# Complex numbers : Reminder

A complex number is an ordered pair of two real numbers (a, b).

To represent a complex number, we use the algebraic notation or algebraic form, z = a + ib with i^2=-1

### Conjugate of a complex number

The conjugate of a complex number a+i*b , where a and b are reals, is the complex number a-i*b.

### Modulus of a complex number

The modulus of a complex number z=a+ib (where a and b are real) is the positive real number, denoted |z| , defined by : |z|=sqrt(a^2+b^2).

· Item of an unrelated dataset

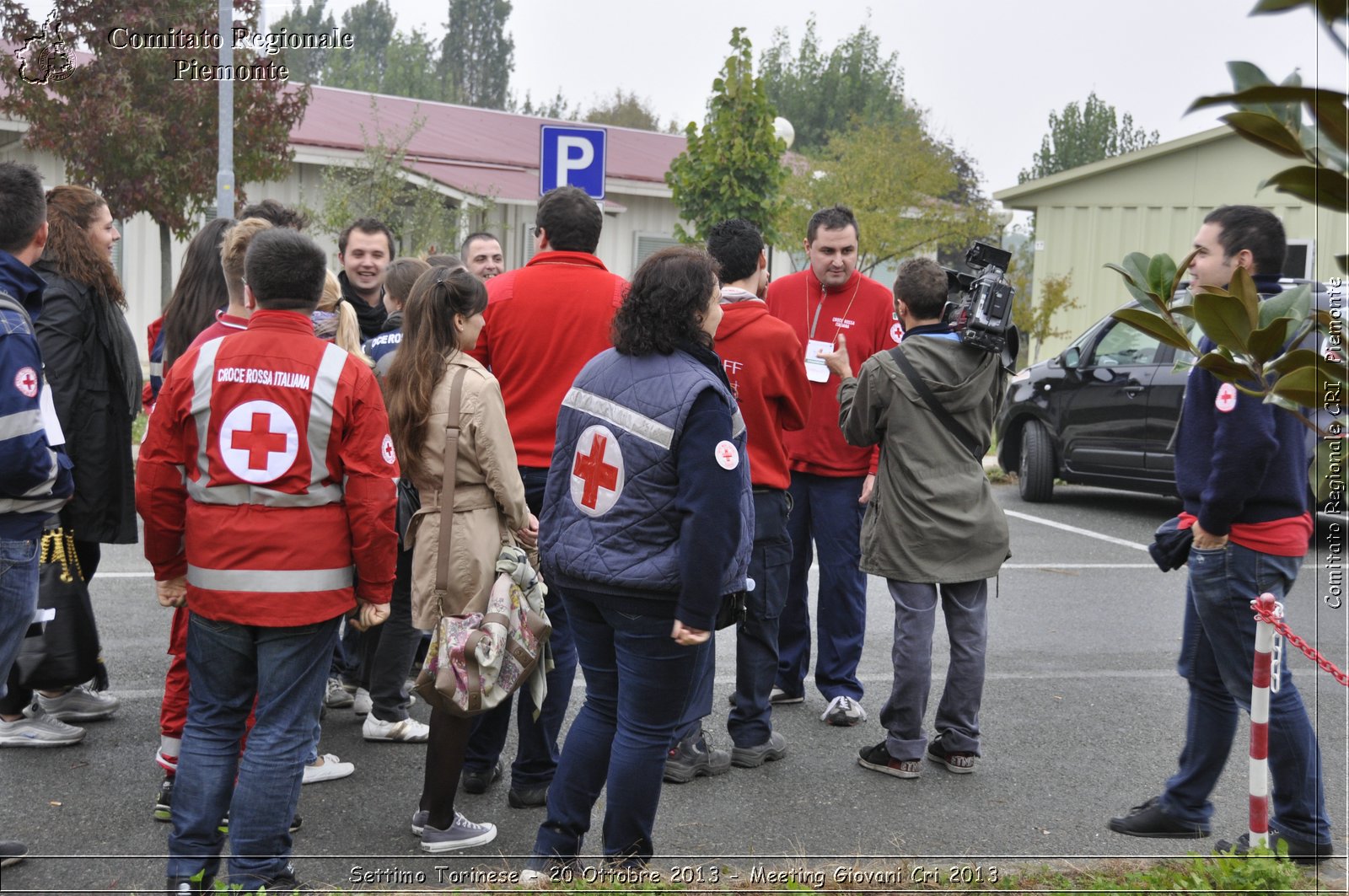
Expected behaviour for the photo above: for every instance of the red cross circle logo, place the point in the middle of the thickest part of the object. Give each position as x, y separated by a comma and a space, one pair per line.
258, 442
26, 381
597, 471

### Amplitude of a complex number

The plan has a direct orthogonal reference (O,vec(i),vec(j)). Lets z a non zero complex number and M its image. Called the amplitude of the complex number z, any measure, expressed in radians, of the angle (vec(i),vec(OM)).

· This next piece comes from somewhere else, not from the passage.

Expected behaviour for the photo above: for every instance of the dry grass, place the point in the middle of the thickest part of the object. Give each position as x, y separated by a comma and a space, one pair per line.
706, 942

### Trigonometric form of a complex number

A complex number z of argument theta and modulus r, can be written in its trigonometric form z=r(cos(theta)+i*sin(theta)), |z| = r, arg(z) = theta.

### Exponential notation of a complex number

For any real theta, we note e^(i*theta) the complex number cos(theta)+i*sin(theta).

A complex number z of amplitude theta and modulus r, can be written in its exponential form z=r*e^(i*theta), |z| = r, arg(z) = theta.